I really like to eat, but sometimes get stuck in a rut, eating the same things time and time again. And even though it’s all delicious and amazing, I’ll want something different every once in a while. So, I’ve started a quest for an unknown something different, something you can’t necessarily find at the corner market or even a farmers market.  Below are two “somethings different.”

Recently, my dad gave my vegan husband Jeff an extremely large—10 pound!—spikey jackfruit. But really, there’s nothing unusual there, as all jackfruits are extremely large and spikey. It was even nicely wrapped and ribboned, and was a thoughtful gift as they enjoy discussing different ways of preparing it. But unknown to my dad, only young jackfruit is used for cooking savory dishes; sad for him but lucky for us, the one he gave Jeff was ripe, fragrant and ready to eat. But one can only eat so much of the sweet, slimy, floral-tasting fruit, so, what else to do with it? Why, make jam, of course! So, Jeff butchered it. He cut it in half, removed the sections and seeds (which, if kept, could have been cooked and eaten), boiled it to a pulp, added a little lemon juice and apple cider vinegar to balance out the overwhelming sweetness of it, and a little sugar jarred it, and, voilà: jam! But don’t think it was all fun, because let me tell you, that thing stank up the entire house, and not just the inside, but the front and back yard, too! The scent of dirty locker room socks and stinky, dirty, musky man lasted for days in the house and wasn’t very pleasant.

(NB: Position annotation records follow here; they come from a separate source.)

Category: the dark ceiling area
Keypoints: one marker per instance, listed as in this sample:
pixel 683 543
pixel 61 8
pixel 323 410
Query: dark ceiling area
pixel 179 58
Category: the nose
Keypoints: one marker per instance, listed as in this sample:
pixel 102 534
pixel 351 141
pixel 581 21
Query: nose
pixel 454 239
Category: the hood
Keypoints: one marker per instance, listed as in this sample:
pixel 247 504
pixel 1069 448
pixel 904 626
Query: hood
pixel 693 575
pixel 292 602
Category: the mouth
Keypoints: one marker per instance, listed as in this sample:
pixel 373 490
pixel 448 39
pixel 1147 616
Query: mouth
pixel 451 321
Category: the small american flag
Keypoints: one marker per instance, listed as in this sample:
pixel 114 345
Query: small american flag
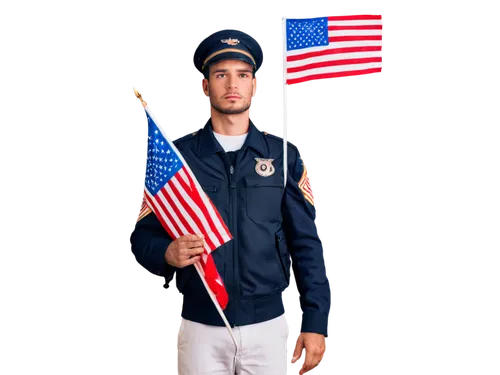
pixel 334 46
pixel 175 196
pixel 306 185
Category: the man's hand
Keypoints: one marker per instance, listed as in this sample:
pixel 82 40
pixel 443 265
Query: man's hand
pixel 315 347
pixel 185 250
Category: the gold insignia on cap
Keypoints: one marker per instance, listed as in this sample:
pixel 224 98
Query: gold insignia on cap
pixel 264 167
pixel 231 42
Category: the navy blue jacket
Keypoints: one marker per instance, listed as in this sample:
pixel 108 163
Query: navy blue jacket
pixel 270 226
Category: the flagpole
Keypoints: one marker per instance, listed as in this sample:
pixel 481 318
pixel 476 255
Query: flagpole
pixel 284 90
pixel 144 103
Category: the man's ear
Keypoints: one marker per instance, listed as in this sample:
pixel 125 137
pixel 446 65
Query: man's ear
pixel 256 86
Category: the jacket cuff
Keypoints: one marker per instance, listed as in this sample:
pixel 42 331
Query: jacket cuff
pixel 316 322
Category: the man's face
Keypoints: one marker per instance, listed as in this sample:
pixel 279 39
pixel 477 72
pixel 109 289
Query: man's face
pixel 231 88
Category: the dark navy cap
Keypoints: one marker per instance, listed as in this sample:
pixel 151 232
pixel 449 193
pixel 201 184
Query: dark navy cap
pixel 229 43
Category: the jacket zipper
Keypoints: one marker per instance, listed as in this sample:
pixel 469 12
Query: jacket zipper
pixel 234 211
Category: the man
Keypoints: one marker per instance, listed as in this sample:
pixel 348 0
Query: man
pixel 240 167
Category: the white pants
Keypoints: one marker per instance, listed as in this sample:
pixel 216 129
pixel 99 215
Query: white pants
pixel 263 349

Luckily, the jam tasted great! It was very tropical-fruity with candy/musky undertones. We had it on toast with sunflower seed butter and cinnamon. 

The next something was discovered at our favorite swap meet at Alpine Village. Among tools, clothing, boxes of junk and treasures, a vendor was selling little apple-shaped fruits that smelled like guavas but weren’t. The box was labeled Tejocotes, aka Mexican hawthorn. Importation is banded in the USA and, formally, only available on the black market, but they are now grown in the U.S. and can be found during fall and winter months at specialty Mexican markets or the Alpine Village swap meet. I tried one raw; it’s firm, a little sweet-tart but, according to our Google search, would be better cooked, so cook Jeff did. He peeled, deseeded, chopped and boiled, mashing them up before adding water, vanilla, a squeeze of lemon and a touch of sugar and, voilà again, jam! Or, in this case, paste. Tejocotes contain high amounts of pectin; therefore, it sets up quickly. The cooking aroma is also nice, just a pleasant, candy fruitiness. And the taste? Sweet and candy like, with overtones of bubble gum; again, we liked it on toast with sunflower seed butter (which has a milder flavor than almond or peanut butter and balances out the sweetness perfectly). I recommend both fruits and jams!